Regarding cytokine release, the table shows the cytokine concentrations of subjects with levels higher than LOD. In both painters groups we found the highest IL-8 values in subjects resulted also positive to oxidative DNA damage by Fpg-comet. Moreover the only subject with detectable levels of IL6 and TNFα was found in the roller group and was also positive to oxidative DNA damage.

The table also shows the percentages of subjects with detectable levels of cytokine. In both painters groups, the percentages relative to IL-8 were slightly higher than in controls, whereas subjects with detectable levels of IL6 and TNFα were found only in the roller group.
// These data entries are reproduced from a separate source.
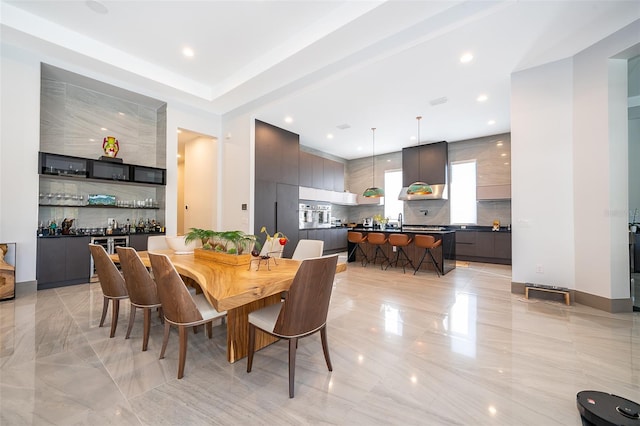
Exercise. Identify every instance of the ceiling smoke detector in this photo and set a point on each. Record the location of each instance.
(438, 101)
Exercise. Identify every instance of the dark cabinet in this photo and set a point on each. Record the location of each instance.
(484, 246)
(62, 261)
(276, 185)
(425, 163)
(321, 173)
(277, 154)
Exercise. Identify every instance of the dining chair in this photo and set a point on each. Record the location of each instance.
(157, 242)
(142, 290)
(307, 249)
(112, 284)
(180, 308)
(302, 313)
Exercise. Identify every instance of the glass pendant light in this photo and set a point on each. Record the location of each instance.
(419, 188)
(373, 191)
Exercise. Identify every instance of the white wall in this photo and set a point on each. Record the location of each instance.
(201, 183)
(569, 171)
(19, 142)
(237, 143)
(541, 175)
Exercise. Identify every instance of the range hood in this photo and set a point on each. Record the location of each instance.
(440, 192)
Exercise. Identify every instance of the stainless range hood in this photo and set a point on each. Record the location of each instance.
(440, 192)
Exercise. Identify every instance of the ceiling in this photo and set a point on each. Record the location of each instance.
(334, 67)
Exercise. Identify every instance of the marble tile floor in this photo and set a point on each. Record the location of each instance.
(455, 350)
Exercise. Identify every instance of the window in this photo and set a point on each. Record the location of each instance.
(463, 192)
(392, 187)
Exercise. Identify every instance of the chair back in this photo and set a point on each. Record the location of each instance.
(111, 279)
(177, 304)
(307, 304)
(157, 242)
(356, 237)
(307, 249)
(376, 238)
(141, 287)
(399, 240)
(426, 241)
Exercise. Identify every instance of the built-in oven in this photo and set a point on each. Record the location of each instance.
(324, 216)
(109, 242)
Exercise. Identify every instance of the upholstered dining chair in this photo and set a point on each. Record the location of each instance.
(112, 284)
(302, 313)
(308, 248)
(180, 308)
(143, 293)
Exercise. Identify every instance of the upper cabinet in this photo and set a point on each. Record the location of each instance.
(425, 163)
(321, 173)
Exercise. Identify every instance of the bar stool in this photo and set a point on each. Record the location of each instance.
(378, 239)
(428, 243)
(357, 238)
(400, 241)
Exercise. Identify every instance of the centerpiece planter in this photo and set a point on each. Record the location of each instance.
(222, 257)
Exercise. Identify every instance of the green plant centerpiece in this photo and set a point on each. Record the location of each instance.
(223, 246)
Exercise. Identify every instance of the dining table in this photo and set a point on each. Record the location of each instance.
(238, 289)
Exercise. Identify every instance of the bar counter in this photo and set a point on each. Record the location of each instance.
(445, 255)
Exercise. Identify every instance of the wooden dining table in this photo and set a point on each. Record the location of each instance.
(237, 289)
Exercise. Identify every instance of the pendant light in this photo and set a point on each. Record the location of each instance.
(373, 191)
(419, 188)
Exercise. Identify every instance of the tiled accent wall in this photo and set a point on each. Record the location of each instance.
(71, 116)
(487, 151)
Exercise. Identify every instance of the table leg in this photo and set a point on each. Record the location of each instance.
(238, 329)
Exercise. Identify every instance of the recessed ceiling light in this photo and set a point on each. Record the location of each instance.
(97, 7)
(466, 57)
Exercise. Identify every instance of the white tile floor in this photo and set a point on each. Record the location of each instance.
(455, 350)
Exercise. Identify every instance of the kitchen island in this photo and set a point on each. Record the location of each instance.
(445, 255)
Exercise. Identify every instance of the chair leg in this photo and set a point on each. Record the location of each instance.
(147, 328)
(420, 263)
(293, 345)
(132, 317)
(105, 306)
(165, 339)
(435, 264)
(252, 343)
(182, 332)
(325, 347)
(115, 311)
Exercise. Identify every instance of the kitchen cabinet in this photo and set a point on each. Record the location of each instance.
(276, 185)
(138, 241)
(425, 163)
(484, 246)
(62, 261)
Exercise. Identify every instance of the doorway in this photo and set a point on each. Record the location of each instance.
(197, 181)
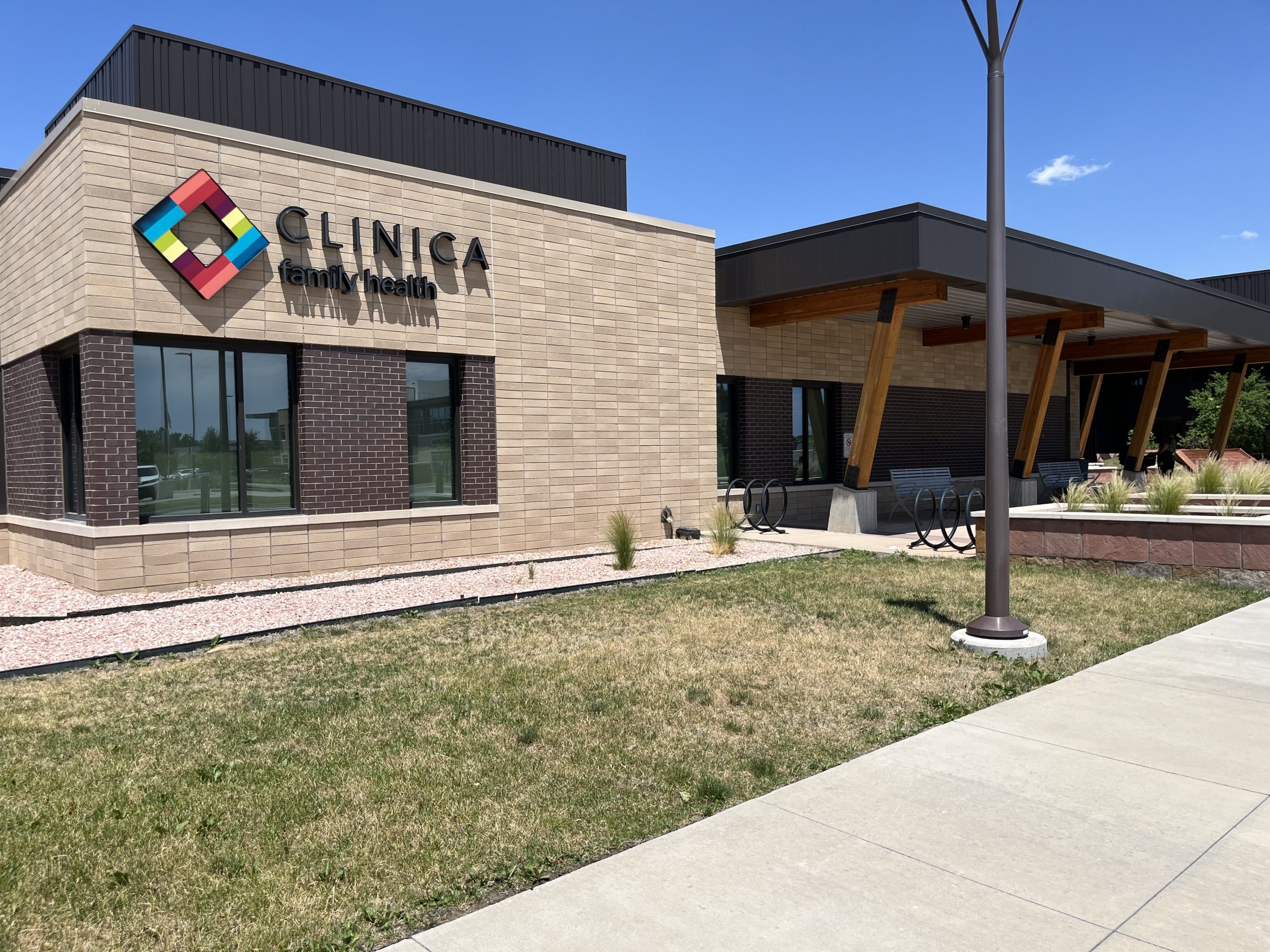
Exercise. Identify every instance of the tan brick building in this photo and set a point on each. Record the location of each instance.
(261, 321)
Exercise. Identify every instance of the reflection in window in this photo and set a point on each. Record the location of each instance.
(190, 411)
(267, 431)
(431, 431)
(726, 429)
(812, 459)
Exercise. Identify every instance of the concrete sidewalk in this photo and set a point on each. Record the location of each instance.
(1122, 809)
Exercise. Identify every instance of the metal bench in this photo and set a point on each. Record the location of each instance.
(1058, 476)
(910, 483)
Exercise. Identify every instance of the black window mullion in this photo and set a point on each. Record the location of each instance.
(455, 463)
(242, 428)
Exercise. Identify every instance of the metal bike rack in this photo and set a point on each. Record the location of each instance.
(938, 507)
(756, 509)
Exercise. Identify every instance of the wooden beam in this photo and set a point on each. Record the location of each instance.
(1182, 361)
(1038, 398)
(873, 397)
(1150, 404)
(1026, 327)
(1146, 345)
(838, 304)
(1091, 404)
(1226, 419)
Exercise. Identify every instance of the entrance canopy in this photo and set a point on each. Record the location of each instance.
(926, 267)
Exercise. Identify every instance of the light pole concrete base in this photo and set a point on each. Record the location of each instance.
(1029, 648)
(854, 511)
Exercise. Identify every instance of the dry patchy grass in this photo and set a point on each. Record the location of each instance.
(334, 789)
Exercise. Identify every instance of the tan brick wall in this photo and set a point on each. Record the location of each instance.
(602, 324)
(42, 249)
(177, 555)
(838, 351)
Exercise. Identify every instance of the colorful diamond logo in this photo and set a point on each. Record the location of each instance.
(158, 226)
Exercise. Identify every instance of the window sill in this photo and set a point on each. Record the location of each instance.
(206, 527)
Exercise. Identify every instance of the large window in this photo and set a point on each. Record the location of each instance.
(812, 456)
(215, 431)
(430, 398)
(726, 429)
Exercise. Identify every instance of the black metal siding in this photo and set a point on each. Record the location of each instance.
(1250, 285)
(922, 240)
(185, 78)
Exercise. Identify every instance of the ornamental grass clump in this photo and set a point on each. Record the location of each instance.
(723, 531)
(1166, 495)
(1251, 480)
(620, 534)
(1209, 477)
(1113, 497)
(1078, 497)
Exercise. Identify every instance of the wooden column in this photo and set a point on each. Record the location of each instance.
(1038, 398)
(1160, 362)
(1234, 386)
(873, 398)
(1087, 419)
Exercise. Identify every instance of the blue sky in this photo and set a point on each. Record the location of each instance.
(758, 119)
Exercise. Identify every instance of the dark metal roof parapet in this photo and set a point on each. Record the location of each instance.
(325, 111)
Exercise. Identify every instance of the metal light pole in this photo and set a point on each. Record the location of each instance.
(996, 622)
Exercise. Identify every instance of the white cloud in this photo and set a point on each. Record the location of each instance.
(1062, 171)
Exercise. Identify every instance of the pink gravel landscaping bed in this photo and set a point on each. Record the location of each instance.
(26, 595)
(75, 639)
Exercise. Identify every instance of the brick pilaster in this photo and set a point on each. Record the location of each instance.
(352, 425)
(108, 397)
(766, 432)
(478, 432)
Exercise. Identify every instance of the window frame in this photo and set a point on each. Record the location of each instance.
(454, 362)
(827, 465)
(237, 348)
(734, 418)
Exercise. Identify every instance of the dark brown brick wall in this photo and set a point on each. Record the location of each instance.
(110, 428)
(33, 437)
(766, 411)
(929, 427)
(478, 432)
(352, 429)
(921, 427)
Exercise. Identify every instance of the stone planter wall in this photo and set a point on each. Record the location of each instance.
(1234, 551)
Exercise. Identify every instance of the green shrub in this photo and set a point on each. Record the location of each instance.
(1078, 497)
(1113, 497)
(620, 534)
(1251, 480)
(723, 531)
(1209, 477)
(1166, 495)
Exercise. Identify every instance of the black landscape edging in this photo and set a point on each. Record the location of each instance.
(475, 601)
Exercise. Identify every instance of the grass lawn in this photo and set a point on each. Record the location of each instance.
(336, 789)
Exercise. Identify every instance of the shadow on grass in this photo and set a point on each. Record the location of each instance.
(925, 606)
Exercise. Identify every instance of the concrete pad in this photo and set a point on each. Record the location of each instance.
(1092, 837)
(1221, 904)
(1119, 942)
(1193, 734)
(1213, 665)
(758, 879)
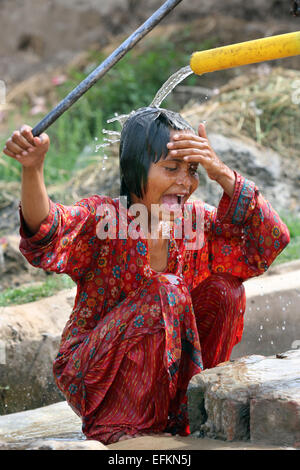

No correlation between urinary excretion of oxidative DNA bases and oxidative DNA damage was found by Pearson’s correlation analysis, neither taking into account painters all together nor in relation to the specific task.

4. Discussion

The combined exposure to multiple chemicals raises concerns about the effects on health, as the failure to account for the effects of combined exposures could lead to underestimation of risk. The current prevention practices are largely based on considering single chemical substances. Multiple exposures and their combined effects require better management to protect occupational and public health and the environment from hazardous chemical mixtures [32].

In this study, several biomarkers of cyto-genotoxicity, oxidative and inflammatory effects, such as BMcyt and Fpg-comet assays, urinary oxidative DNA bases and cytokine release detection, were applied to painters, who represent a category of workers exposed to complex chemical mixtures. The painters were previously characterized for VOC exposure, with values of potential inhalation exposure to each solvent below the relative Occupational Exposure Limits, and toluene and xylenes resulted at the highest concentrations in the mixture [20,23].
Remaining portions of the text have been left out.